TLDR
A 1925 Spanish Colonial that was a church, then a mortuary for 24 years, now an indie cinema. Patrons keep feeling someone settle into empty seats.
The Full Story
The Art House Theater in Eugene used to be a mortuary. Before that, it was a Spanish Colonial Congregational church. It's where bodies were embalmed for 24 years and where independent films now play with subtitles, and the building's own biography does most of the work in explaining why patrons keep mentioning the same thing: the strange feeling of not being alone in a not-quite-full theater.
The structure went up in 1925 as the First Congregational Church, designed in a heavy Spanish Colonial style with stained glass and thick wooden doors that don't really match anything else on West Broadway. The congregation moved out in 1956. The building was bought, gutted, and reopened as the McGaffey and Andreason Mortuary, which operated there from 1956 until 1980. Then Bijou Arts Cinemas took it over and ran it as a beloved repertory theater for forty years, until the Art House team picked up the lease in 2023 and kept the screens running.
So the building has been three things in a hundred years: a place where people prayed, a place where people were embalmed, and a place where people watched movies. All three uses involve sitting in dim rooms in rows. None of the architecture has fundamentally changed.
The ghost reports are all of a piece: a presence felt during screenings, particularly when the lights dim and the trailers start. Patrons describe the sensation of someone settling into a nearby seat that turns out to be empty. Staff have talked about footsteps in the upper sanctuary space when the projection booth is the only occupied spot in the building. Nobody has produced a name. Nobody has produced a backstory. The mortuary years are the leading explanation. Hundreds of people came through the building in caskets between 1956 and 1980, and some of them, the local lore goes, are still in their seats.

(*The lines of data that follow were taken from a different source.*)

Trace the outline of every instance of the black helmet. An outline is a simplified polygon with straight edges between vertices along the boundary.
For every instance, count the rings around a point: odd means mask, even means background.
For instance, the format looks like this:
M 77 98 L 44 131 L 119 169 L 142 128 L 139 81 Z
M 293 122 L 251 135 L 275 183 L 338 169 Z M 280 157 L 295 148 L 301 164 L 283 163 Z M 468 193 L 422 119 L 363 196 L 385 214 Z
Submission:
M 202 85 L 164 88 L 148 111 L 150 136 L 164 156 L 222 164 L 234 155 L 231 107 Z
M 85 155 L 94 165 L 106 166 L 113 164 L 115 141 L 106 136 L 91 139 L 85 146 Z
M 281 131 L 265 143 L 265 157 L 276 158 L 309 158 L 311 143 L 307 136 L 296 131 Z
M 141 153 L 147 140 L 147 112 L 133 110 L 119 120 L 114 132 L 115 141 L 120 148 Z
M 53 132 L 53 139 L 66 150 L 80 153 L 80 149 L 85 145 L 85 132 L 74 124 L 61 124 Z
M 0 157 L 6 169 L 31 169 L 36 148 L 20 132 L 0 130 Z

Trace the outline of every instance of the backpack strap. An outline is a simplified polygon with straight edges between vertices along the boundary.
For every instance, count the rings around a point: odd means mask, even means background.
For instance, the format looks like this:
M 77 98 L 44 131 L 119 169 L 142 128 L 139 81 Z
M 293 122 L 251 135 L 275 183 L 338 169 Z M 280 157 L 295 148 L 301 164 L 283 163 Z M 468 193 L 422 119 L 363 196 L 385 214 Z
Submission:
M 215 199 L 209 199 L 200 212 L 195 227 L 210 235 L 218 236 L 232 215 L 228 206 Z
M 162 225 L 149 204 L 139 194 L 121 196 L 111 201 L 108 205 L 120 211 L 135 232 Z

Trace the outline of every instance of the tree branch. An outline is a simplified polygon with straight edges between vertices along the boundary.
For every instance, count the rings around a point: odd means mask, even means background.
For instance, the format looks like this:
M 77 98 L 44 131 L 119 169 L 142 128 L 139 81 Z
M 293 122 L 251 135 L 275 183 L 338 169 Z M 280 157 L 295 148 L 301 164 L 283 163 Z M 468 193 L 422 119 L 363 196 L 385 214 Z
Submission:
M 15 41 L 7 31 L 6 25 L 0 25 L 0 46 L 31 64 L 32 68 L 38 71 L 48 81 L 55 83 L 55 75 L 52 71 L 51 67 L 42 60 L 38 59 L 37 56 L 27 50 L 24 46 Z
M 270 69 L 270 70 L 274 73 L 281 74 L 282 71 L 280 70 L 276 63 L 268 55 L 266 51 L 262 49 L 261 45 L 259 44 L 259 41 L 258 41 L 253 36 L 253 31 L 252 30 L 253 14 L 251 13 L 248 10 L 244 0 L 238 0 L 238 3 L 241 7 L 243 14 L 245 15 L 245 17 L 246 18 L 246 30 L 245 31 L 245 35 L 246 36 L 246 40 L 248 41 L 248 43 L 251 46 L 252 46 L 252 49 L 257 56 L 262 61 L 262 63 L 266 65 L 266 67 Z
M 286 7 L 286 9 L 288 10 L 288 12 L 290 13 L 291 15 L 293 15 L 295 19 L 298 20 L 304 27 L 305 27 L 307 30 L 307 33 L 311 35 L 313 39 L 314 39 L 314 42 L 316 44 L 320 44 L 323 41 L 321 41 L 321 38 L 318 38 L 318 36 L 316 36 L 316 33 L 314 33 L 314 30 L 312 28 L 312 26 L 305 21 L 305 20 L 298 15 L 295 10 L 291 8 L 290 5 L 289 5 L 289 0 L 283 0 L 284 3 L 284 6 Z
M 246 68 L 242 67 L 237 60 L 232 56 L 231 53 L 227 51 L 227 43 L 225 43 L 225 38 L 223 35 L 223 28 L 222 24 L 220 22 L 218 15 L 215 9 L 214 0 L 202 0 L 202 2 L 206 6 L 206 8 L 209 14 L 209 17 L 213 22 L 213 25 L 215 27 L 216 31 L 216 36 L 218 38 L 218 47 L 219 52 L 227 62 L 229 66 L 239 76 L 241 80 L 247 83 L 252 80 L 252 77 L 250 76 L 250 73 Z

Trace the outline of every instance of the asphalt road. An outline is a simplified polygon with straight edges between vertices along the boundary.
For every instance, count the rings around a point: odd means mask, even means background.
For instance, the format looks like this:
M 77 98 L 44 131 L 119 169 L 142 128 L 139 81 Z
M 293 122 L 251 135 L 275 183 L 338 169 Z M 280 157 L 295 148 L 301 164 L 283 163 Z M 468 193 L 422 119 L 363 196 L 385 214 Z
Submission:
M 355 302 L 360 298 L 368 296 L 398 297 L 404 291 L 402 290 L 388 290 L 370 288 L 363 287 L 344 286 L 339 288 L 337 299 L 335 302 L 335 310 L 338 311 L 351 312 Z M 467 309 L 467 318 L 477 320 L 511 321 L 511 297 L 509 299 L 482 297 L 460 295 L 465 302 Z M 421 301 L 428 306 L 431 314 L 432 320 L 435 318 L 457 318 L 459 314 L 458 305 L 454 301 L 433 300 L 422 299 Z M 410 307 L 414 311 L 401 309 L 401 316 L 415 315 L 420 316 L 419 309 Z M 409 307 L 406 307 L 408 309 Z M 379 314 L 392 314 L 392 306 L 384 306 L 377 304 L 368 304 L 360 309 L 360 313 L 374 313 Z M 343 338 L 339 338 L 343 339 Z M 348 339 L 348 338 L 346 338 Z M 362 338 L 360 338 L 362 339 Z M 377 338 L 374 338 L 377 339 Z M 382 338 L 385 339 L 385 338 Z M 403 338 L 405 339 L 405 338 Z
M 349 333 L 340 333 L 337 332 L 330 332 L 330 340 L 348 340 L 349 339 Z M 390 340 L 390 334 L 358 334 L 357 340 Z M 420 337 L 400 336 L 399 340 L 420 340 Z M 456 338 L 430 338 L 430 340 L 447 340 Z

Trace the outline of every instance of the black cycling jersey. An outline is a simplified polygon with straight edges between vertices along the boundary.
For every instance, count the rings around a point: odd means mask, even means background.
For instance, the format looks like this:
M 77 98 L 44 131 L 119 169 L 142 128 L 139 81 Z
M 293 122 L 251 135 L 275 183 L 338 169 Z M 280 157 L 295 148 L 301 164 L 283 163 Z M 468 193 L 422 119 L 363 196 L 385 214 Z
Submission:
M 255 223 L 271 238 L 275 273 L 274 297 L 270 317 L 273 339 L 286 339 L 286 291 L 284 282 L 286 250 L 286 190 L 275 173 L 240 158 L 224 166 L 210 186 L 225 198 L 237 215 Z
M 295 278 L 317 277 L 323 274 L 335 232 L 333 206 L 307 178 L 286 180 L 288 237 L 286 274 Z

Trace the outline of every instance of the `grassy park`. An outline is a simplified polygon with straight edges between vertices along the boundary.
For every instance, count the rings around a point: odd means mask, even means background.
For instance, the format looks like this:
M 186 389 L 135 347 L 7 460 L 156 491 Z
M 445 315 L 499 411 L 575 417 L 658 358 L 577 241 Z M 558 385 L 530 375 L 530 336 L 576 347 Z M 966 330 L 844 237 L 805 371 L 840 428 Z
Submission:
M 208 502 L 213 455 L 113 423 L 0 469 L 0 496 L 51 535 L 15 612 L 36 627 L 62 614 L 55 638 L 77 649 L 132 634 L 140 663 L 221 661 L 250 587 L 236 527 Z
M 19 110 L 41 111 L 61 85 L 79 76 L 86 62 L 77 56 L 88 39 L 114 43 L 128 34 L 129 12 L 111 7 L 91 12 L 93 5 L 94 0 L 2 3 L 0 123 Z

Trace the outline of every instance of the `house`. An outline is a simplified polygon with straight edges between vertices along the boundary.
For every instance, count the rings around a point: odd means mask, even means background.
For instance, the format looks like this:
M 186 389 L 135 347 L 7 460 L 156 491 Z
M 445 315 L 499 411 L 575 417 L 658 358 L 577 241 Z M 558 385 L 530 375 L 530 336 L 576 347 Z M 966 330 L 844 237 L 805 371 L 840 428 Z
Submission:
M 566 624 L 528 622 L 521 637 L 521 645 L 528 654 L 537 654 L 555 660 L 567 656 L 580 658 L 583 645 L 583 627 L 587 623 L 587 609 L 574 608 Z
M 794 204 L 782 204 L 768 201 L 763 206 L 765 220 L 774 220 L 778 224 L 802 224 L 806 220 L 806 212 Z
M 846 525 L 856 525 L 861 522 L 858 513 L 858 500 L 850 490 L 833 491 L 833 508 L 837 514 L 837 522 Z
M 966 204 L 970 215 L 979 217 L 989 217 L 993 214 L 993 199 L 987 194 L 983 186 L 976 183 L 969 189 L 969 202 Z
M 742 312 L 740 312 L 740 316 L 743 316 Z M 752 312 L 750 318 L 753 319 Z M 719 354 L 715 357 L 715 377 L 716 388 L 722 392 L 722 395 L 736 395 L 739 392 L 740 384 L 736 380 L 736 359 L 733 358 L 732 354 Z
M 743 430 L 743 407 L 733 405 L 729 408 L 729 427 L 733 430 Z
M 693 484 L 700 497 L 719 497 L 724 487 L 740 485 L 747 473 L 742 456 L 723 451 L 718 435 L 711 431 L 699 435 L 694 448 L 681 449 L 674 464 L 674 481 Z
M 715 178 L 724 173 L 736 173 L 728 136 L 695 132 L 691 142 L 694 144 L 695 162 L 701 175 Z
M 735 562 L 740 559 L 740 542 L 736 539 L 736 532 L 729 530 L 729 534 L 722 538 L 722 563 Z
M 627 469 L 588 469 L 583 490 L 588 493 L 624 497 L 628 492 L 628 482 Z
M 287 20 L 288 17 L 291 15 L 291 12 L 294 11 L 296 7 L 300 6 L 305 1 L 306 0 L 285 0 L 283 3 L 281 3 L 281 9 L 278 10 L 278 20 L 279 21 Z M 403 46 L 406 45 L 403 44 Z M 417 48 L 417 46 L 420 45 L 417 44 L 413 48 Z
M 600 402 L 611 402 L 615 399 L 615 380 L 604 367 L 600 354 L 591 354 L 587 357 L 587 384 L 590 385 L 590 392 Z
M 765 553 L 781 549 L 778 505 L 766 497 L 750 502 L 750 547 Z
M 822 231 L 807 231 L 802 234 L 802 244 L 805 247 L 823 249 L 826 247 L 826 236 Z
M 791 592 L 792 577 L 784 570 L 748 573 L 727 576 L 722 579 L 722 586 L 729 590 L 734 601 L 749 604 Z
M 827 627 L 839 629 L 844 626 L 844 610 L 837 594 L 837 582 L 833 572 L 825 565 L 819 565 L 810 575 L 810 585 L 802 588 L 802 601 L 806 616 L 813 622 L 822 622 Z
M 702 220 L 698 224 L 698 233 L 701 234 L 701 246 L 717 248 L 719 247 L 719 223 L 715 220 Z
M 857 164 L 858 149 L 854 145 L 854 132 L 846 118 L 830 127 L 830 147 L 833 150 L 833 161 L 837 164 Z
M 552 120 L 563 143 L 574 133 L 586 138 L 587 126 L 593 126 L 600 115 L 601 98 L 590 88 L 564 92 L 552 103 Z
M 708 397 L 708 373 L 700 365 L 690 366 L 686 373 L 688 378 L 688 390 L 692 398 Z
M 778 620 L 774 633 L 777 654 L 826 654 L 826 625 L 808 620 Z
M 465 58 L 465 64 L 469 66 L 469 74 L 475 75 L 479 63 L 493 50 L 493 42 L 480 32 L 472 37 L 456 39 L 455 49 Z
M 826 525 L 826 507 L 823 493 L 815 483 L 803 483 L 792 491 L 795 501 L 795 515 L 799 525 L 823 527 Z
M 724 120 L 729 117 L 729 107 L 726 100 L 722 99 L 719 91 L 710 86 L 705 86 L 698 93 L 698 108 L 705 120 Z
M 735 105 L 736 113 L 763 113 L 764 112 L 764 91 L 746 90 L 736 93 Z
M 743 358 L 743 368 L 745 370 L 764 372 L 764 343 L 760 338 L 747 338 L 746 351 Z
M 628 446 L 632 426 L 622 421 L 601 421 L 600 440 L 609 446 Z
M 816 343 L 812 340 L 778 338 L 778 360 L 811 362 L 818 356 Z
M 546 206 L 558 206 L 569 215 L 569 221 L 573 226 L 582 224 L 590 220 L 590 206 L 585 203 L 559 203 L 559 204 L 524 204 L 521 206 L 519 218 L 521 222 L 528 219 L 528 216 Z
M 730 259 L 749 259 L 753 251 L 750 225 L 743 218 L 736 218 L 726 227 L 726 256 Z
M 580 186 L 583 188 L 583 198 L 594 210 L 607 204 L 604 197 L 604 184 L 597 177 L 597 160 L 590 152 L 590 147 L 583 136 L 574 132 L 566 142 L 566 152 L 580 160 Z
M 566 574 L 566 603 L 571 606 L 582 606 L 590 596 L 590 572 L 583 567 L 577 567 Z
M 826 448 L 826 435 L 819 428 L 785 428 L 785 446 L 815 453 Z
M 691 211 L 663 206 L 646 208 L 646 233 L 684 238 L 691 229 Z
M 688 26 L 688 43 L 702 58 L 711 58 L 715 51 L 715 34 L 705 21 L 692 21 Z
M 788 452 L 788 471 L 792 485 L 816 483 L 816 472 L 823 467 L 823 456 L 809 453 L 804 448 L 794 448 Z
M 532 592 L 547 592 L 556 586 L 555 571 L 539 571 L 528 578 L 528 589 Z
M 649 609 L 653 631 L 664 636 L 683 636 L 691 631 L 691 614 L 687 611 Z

This is one of those places where the building is the ghost story. There's no Charley the projectionist with a dated death and a defining incident. There's a Spanish Colonial mortuary-turned-arthouse on a Eugene side street, and a presence that locals report often enough that the haunted reputation outlasted the Bijou rebrand. The aisle seats and the back rows are where the reports cluster, which lines up more or less with where the casket viewings would have happened in 1968.